Hi, I have cancer

September 3, 2015

“You have really complicated breasts”.

This is nothing I didn’t already know. They’re extremely dense and usually have a lot of fluid-filled cysts. Most of these cysts I don’t even feel.

The technology at the Elizabeth Wende Breast Clinic in Rochester, New York is fantastic. There are now mammograms that are specific for women with dense breasts.  Normal mammograms are easier to read; they’re clear. My mammograms are like a cloudy night sky. Technicians have described the films as “having a lot of noise”.

I always have a diagnostic appointment the same day of my mammograms to get a few cysts aspirated via ultrasound and needle aspiration. Today, the Doctor zoomed right by my cysts and went to my lymph nodes. This was not good.

He settled in on the left one and said, “Your lymph nodes look good, but what I really want to get a look at is this”. He moved over a long band that looked like a nebula with tiny, bright stars clustered together and scattered throughout it.
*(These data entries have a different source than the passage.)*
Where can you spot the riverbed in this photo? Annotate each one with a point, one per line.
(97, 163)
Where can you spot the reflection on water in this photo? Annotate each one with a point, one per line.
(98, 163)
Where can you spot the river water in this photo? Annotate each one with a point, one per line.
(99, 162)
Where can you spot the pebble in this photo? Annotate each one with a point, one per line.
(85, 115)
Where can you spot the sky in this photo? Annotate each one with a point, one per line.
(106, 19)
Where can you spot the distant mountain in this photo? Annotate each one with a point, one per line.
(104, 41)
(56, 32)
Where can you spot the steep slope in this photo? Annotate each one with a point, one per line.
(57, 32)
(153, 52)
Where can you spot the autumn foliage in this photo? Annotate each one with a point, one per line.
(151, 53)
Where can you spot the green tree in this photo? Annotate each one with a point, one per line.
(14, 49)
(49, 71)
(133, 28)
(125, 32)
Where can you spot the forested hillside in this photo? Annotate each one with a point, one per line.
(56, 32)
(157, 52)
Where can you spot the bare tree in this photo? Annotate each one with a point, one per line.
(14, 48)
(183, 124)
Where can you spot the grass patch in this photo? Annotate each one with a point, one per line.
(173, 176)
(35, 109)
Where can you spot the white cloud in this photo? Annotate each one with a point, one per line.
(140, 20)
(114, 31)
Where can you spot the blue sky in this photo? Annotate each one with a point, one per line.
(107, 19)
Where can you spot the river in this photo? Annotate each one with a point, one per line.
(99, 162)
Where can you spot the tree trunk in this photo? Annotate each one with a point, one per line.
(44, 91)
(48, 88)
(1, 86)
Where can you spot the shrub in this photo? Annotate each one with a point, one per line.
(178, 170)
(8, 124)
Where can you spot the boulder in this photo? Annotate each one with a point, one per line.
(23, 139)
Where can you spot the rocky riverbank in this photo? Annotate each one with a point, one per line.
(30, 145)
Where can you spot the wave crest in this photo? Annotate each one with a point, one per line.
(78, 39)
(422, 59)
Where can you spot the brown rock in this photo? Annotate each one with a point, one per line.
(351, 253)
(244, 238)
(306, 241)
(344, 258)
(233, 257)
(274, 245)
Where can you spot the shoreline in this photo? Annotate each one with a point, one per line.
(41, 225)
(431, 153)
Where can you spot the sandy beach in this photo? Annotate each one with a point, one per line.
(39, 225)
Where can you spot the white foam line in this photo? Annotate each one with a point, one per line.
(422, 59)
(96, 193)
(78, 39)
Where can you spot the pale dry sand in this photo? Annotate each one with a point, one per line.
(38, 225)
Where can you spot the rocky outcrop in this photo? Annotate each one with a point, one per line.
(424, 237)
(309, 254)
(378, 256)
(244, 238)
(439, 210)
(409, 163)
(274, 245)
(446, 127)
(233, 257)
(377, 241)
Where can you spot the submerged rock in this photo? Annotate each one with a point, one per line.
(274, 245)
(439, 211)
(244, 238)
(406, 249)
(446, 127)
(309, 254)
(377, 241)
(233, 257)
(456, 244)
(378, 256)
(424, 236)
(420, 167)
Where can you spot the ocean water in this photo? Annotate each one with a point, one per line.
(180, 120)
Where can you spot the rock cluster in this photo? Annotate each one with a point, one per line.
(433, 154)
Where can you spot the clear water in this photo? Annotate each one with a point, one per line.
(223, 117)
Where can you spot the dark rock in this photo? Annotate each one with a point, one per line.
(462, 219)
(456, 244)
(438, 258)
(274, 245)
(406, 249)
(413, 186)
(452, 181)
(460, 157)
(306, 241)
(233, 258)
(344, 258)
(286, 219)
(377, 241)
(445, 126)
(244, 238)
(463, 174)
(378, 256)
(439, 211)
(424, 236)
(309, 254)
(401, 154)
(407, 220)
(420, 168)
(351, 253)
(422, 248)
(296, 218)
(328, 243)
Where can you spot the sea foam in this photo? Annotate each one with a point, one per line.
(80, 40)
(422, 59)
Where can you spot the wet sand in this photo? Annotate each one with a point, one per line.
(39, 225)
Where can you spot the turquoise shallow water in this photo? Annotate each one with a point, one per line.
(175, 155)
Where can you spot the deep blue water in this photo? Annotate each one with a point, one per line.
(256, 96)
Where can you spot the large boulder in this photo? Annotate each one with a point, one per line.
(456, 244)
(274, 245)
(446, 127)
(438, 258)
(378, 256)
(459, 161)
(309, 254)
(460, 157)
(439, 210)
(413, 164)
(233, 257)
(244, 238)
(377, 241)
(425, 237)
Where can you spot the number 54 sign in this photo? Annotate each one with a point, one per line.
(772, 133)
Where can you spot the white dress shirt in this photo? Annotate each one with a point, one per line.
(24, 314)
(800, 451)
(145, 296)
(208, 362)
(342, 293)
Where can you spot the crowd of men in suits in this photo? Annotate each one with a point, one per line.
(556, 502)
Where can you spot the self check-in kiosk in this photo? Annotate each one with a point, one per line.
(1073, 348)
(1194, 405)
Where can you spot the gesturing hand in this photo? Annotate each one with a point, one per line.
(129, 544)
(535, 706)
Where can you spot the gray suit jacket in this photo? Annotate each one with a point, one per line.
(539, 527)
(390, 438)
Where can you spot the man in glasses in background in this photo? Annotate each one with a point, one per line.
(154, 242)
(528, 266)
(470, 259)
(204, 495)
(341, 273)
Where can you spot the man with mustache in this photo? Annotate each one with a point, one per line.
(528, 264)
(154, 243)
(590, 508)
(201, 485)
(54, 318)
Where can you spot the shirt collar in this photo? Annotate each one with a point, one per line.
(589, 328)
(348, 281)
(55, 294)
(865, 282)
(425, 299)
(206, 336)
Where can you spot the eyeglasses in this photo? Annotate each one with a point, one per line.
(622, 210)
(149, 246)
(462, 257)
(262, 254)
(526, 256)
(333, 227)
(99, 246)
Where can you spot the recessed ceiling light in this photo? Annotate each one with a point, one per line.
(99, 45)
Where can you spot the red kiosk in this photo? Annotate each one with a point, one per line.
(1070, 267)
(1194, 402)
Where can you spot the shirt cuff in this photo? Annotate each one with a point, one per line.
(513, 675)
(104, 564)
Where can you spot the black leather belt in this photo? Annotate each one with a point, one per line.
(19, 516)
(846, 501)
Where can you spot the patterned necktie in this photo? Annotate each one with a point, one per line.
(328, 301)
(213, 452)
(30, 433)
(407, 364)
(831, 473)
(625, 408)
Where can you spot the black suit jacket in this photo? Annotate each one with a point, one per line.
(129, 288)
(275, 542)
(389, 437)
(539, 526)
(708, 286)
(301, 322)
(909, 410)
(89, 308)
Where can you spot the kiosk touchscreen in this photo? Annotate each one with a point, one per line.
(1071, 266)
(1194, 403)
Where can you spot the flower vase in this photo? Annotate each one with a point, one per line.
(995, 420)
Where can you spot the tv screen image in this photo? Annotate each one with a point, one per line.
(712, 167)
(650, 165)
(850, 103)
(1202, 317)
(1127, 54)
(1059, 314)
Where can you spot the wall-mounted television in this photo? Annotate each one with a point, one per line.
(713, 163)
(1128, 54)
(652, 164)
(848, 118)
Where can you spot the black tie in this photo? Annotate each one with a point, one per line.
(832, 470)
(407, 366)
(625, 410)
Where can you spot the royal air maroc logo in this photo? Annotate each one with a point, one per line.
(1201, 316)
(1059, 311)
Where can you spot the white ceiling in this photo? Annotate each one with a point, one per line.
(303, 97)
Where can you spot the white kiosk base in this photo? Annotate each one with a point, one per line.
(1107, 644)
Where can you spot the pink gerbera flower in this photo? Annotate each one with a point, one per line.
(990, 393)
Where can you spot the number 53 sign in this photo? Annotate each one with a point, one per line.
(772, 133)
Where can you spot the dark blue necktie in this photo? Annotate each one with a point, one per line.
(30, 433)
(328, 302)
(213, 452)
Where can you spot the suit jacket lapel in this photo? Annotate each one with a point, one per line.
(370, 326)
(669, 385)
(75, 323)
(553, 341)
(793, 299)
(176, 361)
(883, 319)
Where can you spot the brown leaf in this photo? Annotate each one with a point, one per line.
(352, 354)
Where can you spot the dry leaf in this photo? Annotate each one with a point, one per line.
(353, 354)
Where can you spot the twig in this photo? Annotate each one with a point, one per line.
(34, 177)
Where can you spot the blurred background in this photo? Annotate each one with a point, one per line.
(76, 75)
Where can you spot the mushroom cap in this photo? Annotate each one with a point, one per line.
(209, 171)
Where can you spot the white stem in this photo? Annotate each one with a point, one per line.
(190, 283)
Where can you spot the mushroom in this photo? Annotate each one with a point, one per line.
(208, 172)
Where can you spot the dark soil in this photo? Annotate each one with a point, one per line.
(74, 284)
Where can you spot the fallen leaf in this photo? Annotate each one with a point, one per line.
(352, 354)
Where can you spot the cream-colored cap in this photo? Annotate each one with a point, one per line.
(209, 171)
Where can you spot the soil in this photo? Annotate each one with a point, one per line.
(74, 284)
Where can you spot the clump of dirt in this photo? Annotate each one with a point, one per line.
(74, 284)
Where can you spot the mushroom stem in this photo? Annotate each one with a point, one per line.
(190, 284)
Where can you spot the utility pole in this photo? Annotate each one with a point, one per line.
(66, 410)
“These are calcifications. We usually don’t worry too about these when they are singular and symmetrical. But, when they are clumped together we get suspicious. We’re going to need to do a core biopsy.” The abnormal section he showed me was large, really large. It looked like 4-5 inches around the outside of the breast.

A feeling that I’ve never had before creeped in, and I knew I was going to lose my breast.